Seva Gunitsky is author of Aftershocks: Great Powers and Domestic Reforms in the Twentieth Century. He studies Russian and late Soviet politics, international relations, and hegemonic transitions and their global effects as associate professor and George Ignatieff Chair of Peace and Conflict Studies at the University of Toronto, and writes the excellent newsletter Hegemon.
We chatted on March 24, 2026. The New York Times top headline that day was: “Trump Says U.S. Is Negotiating End to War, but Iranians Push Back.”
Our discussion included these topics (the links are to relevant articles by Seva):
Hegemonic suicide: The U.S.S.R. and the current American crisis.
The fatal misunderstanding in Trump, Stephen Miller and gang’s tough guy reading of Thucydides’ aphorism “The strong do what they can, the weak suffer what they must.”

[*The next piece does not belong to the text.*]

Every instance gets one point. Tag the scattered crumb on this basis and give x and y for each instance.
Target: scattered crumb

The return of Medieval Peasant Brain and antisemitism.
Personalist leadership in Russia, China, and the U.S.
Why Putin and Xi might not like their wished-for multipolar world.
The Three Gulf Wars of American hegemony: Stages of U.S. decline in the wars against Iraq in 1991 and 2003, and against Iran in 2026.
What outsiders see that Americans miss about how much worse things can get.